Thursday, September 9, 2010

Google App Engine: Scaling cost

I recently released an application for the iPhone called Device Locator. This application has an interesting pricing model: We provide hosting for users' recent location data for a one time fee. Currently the application runs on a LAMP stack on a shared server. The over all cost is reasonable. This solution, however will not be viable for long. For every new user we get, we can add about 33 new requests per day. These requests are going to come in no matter what. In order to keep this service running in the future, we will need to write a scalable service.

Choosing a Service

There are many services out there in the cloud computing realm that we can utilize to help us scale. I will not go into comparing the different services, but simply talk about my approach to solving the problem.

My initial gut feeling was that the Google App Engine should be reasonable. I reasoned that: I know java (later you will see why this didn't matter), Google does crazy stuff and heck I have taken a graduate level course in distributed computing which talked specifically about Google's scaling infrastructure. One of the other major factors in choosing a cloud computing service was that I didn't have to manually run any services. I do not need to worry about administering my virtual servers. Google's App Engine seems to provide everything I can ask for. (Except running an Apple Push Client)

The Problem

The problem is simple. The service should keep meta data about a device. When it receives a location update, it should add the location to a queue and delete the oldest location if the number of locations is greater then a specific constant.

With the scaling problem simplified to its guts, we can now try approach the problem.

Getting a Feel for the App Engine

Before we invest heavily in the app engine, we needed to determine the real cost of running this service on the App Engine. Our solution was to simply forward all locations from our current service to the Google App Engine and see how well it handles the requests.

At first we implemented the service in Java using proper classes and domain models. We had a Device Object with an array of DeviceLocations. The array was sorted using the annotations provided by JDO. So when we got a new location we simply remove the last location and add the new one at the end.

This solution was simple, but costly. It took 500 ms to process each request. Our queue size for the locations was 100. This processing time was simply unacceptable. We were being charged $0.10 for each hour. With the amount of users it would easily add up.

I searched far and wide as to what could be causing the CPU usage to be so much. I ran into some discussions which talked about how the CPU time was not just web server's CPU time but also the datastore's. I read some more and realized that Google's calculation of CPU time was not exact. It was an estimate. Their CPU time is at a fixed gigahertz rate. If they use faster CPU's you can burn through your time much much quicker. This was a little unsettling.

To debug what was causing the CPU usage, I stripped down the code to the bare minimum. I realized that to pull an entity and update a value it took 150 ms. After some more research I found out that applications written in Python could be 50% faster.

So I took to writing the service in Python. I quickly realized that Python had much more control over the datastore. It was really easy to pick which fields to index and which fields to ignore.
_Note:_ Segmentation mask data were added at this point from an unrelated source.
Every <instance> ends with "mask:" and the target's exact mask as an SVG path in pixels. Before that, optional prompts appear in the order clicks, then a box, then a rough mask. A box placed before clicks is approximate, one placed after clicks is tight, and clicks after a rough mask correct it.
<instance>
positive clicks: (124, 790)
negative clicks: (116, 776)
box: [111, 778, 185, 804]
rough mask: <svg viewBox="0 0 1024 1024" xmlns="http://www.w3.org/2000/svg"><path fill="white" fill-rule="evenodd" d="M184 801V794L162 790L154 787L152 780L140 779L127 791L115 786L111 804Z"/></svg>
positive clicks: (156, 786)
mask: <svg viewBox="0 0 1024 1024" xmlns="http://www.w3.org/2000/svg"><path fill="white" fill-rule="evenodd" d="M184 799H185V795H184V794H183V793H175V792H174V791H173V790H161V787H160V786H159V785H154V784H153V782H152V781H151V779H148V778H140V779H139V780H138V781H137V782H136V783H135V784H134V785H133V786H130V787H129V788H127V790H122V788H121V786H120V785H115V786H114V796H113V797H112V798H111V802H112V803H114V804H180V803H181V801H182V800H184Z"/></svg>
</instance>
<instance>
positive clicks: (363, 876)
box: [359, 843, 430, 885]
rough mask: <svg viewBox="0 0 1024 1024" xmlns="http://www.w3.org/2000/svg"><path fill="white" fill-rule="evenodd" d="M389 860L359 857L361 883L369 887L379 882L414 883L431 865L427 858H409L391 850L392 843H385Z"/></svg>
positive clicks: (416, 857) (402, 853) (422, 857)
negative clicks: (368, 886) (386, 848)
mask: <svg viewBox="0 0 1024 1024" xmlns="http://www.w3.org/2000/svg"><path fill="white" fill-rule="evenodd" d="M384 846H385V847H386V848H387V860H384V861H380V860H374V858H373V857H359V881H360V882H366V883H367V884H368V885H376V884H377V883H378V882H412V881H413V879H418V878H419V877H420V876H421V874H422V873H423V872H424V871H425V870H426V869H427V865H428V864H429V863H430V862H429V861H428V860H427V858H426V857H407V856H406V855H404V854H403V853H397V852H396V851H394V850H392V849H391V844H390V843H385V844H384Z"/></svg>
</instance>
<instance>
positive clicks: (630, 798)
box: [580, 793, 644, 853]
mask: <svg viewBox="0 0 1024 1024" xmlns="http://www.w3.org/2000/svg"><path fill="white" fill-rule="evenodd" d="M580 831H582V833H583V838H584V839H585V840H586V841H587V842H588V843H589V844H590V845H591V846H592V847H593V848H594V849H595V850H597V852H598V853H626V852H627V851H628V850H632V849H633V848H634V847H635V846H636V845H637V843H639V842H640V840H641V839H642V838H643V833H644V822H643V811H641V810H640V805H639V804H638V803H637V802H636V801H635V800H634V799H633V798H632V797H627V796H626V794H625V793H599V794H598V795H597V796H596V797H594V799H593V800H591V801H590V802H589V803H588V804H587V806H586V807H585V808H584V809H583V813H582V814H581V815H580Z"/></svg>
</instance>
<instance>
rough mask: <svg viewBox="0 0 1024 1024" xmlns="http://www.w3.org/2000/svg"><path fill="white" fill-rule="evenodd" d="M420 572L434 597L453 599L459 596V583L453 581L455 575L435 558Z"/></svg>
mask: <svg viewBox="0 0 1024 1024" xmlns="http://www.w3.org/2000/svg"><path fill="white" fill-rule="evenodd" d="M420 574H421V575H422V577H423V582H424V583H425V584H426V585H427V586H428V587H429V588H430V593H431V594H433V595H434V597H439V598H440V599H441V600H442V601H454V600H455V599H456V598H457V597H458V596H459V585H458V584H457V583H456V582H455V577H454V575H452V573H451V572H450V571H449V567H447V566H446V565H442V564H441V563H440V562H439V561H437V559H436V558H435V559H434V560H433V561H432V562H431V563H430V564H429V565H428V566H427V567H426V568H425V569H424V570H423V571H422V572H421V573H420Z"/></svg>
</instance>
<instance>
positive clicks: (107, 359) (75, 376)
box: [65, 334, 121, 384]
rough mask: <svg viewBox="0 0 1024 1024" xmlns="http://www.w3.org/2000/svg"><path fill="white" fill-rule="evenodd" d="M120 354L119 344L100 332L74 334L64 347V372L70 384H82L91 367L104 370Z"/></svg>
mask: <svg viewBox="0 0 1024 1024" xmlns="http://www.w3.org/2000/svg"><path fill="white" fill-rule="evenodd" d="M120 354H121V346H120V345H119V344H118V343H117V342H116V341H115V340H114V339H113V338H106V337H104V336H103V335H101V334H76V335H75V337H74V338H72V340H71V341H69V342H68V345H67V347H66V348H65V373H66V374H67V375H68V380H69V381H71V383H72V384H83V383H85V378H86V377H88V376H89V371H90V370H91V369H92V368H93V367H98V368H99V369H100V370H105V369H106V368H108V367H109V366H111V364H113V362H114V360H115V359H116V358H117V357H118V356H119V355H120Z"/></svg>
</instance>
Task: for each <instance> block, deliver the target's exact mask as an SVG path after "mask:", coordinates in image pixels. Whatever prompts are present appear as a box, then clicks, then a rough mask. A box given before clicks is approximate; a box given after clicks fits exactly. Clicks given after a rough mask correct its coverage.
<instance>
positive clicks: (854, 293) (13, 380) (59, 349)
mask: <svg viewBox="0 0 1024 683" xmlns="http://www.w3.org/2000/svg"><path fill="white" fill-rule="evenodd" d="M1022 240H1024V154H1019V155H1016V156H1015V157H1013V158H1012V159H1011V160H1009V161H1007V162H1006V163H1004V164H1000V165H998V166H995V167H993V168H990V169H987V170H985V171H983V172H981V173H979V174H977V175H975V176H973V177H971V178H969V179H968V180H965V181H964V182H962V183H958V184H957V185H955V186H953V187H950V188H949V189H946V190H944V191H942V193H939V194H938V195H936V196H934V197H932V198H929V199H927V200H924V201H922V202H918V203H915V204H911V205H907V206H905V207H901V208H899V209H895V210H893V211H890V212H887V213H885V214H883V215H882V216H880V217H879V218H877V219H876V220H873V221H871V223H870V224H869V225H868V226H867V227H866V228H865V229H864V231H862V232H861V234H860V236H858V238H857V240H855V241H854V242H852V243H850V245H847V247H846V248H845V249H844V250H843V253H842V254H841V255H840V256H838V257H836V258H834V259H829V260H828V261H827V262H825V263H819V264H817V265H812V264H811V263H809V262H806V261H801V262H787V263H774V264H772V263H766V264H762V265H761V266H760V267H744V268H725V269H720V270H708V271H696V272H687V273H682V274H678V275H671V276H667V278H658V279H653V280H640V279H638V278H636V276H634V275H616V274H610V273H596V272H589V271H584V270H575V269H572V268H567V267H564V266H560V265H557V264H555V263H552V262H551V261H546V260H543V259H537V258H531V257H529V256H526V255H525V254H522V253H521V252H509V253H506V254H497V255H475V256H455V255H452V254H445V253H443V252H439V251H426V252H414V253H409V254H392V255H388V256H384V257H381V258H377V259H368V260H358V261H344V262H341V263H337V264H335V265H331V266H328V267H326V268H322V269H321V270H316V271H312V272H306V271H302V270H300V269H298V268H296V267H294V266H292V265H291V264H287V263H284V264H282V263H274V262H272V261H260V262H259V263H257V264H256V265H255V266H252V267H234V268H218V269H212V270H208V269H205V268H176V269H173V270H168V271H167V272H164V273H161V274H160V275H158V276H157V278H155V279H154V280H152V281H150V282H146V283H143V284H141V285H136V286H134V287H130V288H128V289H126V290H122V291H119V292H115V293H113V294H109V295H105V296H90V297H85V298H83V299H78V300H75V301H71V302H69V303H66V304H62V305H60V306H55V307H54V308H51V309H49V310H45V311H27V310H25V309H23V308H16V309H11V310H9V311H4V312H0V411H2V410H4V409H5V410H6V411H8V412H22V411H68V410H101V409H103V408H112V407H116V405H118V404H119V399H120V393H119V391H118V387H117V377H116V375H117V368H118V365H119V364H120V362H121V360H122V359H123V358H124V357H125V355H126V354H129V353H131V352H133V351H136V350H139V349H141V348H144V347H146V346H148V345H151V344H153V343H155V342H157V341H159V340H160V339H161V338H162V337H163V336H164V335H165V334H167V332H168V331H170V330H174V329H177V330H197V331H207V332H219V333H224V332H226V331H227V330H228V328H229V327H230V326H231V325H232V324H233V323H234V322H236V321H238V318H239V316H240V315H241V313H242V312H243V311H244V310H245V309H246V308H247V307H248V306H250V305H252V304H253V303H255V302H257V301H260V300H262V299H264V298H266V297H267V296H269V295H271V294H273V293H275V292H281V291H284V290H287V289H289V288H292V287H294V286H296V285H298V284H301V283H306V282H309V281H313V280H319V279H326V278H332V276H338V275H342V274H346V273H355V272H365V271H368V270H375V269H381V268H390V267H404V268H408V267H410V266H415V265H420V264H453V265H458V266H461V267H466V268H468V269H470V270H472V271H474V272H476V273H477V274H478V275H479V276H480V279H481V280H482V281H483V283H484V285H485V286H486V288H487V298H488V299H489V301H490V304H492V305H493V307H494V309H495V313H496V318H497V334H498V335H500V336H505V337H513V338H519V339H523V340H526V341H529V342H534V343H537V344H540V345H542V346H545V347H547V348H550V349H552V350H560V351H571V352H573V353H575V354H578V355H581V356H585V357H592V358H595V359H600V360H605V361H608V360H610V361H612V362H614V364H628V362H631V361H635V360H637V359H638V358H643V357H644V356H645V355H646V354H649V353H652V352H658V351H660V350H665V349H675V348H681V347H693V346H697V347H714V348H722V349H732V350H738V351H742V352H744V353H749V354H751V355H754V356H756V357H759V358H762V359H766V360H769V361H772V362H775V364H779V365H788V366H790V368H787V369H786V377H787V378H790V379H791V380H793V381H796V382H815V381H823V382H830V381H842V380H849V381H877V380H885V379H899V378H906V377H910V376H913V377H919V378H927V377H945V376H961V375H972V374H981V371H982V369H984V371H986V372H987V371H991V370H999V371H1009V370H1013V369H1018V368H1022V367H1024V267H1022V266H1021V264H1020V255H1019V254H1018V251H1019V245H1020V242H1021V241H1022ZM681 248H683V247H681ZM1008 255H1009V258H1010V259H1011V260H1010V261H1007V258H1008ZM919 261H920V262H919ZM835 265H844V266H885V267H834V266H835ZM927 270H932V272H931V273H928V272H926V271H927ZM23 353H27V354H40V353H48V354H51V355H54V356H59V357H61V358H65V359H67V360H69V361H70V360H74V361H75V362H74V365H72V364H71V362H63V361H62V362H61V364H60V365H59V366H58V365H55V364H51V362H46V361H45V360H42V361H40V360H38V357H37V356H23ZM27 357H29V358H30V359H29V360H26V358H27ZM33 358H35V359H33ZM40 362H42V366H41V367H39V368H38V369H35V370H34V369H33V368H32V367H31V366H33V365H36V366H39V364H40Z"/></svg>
In Java, all fields were indexed. This might have added to the CPU usage. Python also had a better implementation for the different data types. There was a data type to store a 1mb string.

At the end I decided to only use 1 entity type: Device. To store the locations I serialized and deserialized the an array stored in JSON. I reasoned that since since Google does not calculate CPU time exactly, I wanted to reduce the amount of time spent in I/O. My new implementation would query the locations using an ID and then manipulate the field and save it.

To my surprise the same exact functionality on average used only 116 ms. This was more reasonable.

Although I am still not impressed, it is reasonable.

According to Moore's Law every two years costs should be recalculated. I do not think Google has done that yet.

TL;DR For the Google App Engine use Python. You do not want to scale a costly service.